Há alguns dias, a Tânia me presenteou com um par de chinelos pelo Dia dos Pais. Eles me remeteram aos chinelos que meu pai usava, parecidos a estes. Confortáveis, abertos, podem ser usados com aquela meia velha, puída, de aconchego confiável. Acolhimento de aposentado, meu pai talvez se reservasse o direito de ficar longe de filhos e netas, com seus pedidos, desejos e manhas. Nunca foi bom em ser pai, com certeza não seria melhor avô. Ou foi e eu não sei. Ouvi relatos das minhas filhas e sobrinha que me indicavam o contrário.
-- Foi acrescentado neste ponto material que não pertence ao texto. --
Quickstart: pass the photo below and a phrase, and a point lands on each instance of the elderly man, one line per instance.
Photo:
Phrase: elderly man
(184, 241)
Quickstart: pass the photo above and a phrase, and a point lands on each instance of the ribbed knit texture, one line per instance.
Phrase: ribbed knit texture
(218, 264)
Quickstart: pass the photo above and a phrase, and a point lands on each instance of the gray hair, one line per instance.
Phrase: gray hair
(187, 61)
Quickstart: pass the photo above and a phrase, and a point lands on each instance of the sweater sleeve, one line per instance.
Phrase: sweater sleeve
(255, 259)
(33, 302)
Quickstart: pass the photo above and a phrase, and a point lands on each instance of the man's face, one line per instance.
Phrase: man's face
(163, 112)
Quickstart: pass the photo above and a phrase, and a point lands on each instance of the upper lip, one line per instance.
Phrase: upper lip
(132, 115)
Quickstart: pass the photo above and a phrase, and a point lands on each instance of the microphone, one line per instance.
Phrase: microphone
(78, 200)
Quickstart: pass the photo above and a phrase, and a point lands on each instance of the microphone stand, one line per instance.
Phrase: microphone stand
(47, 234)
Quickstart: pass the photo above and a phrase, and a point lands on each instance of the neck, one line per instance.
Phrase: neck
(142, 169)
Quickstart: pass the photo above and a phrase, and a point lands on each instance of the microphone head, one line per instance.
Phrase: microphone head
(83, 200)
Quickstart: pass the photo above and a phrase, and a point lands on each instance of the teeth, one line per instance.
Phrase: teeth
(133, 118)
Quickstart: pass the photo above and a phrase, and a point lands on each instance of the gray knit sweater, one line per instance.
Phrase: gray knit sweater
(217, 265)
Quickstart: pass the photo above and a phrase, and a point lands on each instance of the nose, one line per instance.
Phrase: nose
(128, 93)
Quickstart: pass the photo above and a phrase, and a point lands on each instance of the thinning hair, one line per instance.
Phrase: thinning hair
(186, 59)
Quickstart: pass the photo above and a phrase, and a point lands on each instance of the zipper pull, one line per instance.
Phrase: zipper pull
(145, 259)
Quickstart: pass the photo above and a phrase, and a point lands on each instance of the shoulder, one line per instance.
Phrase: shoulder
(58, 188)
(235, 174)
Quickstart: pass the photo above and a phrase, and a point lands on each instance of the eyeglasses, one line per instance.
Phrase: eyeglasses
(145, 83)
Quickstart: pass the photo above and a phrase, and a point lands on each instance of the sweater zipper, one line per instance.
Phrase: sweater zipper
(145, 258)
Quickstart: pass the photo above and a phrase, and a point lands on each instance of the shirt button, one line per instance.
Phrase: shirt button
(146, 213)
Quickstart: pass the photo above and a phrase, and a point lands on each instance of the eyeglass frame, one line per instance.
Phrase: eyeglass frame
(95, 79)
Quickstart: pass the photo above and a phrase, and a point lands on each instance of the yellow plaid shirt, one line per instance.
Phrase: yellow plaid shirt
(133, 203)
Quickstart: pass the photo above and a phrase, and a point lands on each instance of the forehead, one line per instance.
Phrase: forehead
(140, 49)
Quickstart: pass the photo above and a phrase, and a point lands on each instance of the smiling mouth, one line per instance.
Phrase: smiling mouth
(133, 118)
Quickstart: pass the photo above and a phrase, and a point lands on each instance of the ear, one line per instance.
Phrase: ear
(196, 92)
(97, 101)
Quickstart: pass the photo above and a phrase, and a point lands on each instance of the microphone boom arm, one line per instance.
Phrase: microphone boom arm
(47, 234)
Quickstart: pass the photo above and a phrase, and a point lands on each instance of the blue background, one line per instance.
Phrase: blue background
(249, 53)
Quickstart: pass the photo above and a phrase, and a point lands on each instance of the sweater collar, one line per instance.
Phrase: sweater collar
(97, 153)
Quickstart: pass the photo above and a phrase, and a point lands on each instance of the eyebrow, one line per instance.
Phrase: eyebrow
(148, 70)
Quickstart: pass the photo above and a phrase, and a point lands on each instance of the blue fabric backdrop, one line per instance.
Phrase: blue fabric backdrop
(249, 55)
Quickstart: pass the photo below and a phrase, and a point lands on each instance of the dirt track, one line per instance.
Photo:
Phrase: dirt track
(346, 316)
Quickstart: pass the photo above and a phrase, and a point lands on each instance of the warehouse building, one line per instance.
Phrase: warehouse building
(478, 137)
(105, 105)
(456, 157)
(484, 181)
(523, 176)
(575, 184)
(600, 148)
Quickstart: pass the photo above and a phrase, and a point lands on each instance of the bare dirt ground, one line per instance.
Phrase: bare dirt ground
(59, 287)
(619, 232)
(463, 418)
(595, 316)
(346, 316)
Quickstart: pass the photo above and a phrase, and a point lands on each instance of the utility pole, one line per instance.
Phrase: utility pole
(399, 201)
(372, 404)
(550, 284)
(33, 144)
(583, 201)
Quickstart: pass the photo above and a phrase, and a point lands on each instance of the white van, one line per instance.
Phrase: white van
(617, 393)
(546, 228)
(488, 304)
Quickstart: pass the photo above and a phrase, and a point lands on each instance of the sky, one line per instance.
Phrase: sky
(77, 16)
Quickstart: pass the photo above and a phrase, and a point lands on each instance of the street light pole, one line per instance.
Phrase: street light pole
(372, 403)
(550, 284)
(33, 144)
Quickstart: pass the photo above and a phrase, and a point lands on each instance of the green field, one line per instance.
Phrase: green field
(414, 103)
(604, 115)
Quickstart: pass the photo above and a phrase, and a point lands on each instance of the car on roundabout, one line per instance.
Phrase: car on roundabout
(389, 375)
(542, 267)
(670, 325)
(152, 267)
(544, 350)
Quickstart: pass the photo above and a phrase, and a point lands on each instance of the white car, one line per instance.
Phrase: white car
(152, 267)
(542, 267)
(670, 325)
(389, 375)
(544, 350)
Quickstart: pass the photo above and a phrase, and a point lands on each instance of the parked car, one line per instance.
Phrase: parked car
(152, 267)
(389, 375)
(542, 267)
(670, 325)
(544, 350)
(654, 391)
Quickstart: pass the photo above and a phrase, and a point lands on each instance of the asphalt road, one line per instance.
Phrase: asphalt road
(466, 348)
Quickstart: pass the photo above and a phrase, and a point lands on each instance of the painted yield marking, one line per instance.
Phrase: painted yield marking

Então, vai ver, o problema era pessoal, só comigo mesmo…

Resolveremos essa pendenga um dia…

Participam do B.E.D.A.:

Adriana Aneli / Roseli Pedroso / Mariana Gouveia /

Lunna Guedes / Darlene Regina / Claúdia Leonardi

11 thoughts on “B.E.D.A. / Os Chinelos

  1. Algumas memórias ficam para sempre… que você consiga resolver essa pendência sim.
    Abraço e feliz Dia dos Pais para você!
    Abraço

      1. Nossa, com certeza! Essa é a beleza e a mágica da escrita! Colocar “pra fora” mesmo. Acho incrível esse poder das palavras.

  2. Eu confesso que estive na Pinacoteca algumas vezes mas apenas uma após saber o que era ali. Achei interessante ser um lugar de beleza e prazer (como escreveu Susan Sontag em seu ensaio sobre a beleza, aliás vou aproveitar para voltar a ler esse livro) em contraponto ao horror. Não sei de onde veio a ideia, e entendo que não seja fácil para quem conhece o cenário e sabe o que ali se passou.
    O projeto do Ramos de Azevedo é incrível e gosto da memória anterior, prédio da Sorocabana, um pedacinho da Estação da Luz. Não abafo o passado de horror, até porque somos feitos disso também…
    Quando ao tuo papa… ele foi um homem a luz de seus próprios demônios e viveu e sobreviveu como pôde. Você faz o mesmo… todos nós o fazemos.

    Ps. Existe uma psicanalista vivendo em mim, hoje. rá

    1. Faltou o “Rá!”, Lunna! Rs… Obrigado pela mensagem! Essas misturas entre arte e horror são tão comuns, tão entranhadas em nosso cotidiano que leva a crer que o ser humano possa ver beleza no caos, sendo ele mesmo a máxima expressão disso.

  3. Obdulio, entendo sua relação conflituosa com seu pai, pois meu irmão também teve uma relação complicada assim como você. Ocorre desencontros, falta de comunicação, expressão de carinho e amor, de ambas as partes. Não julgo, nem condeno. Cada um sabe onde o calo aperta. Tenha paciência consigo mesmo e perdoe e se perdoe também. Talvez esse seja o caminho para encontrar a tão buscada paz. Espero que seu “Dia dos pais” tenha sido bom!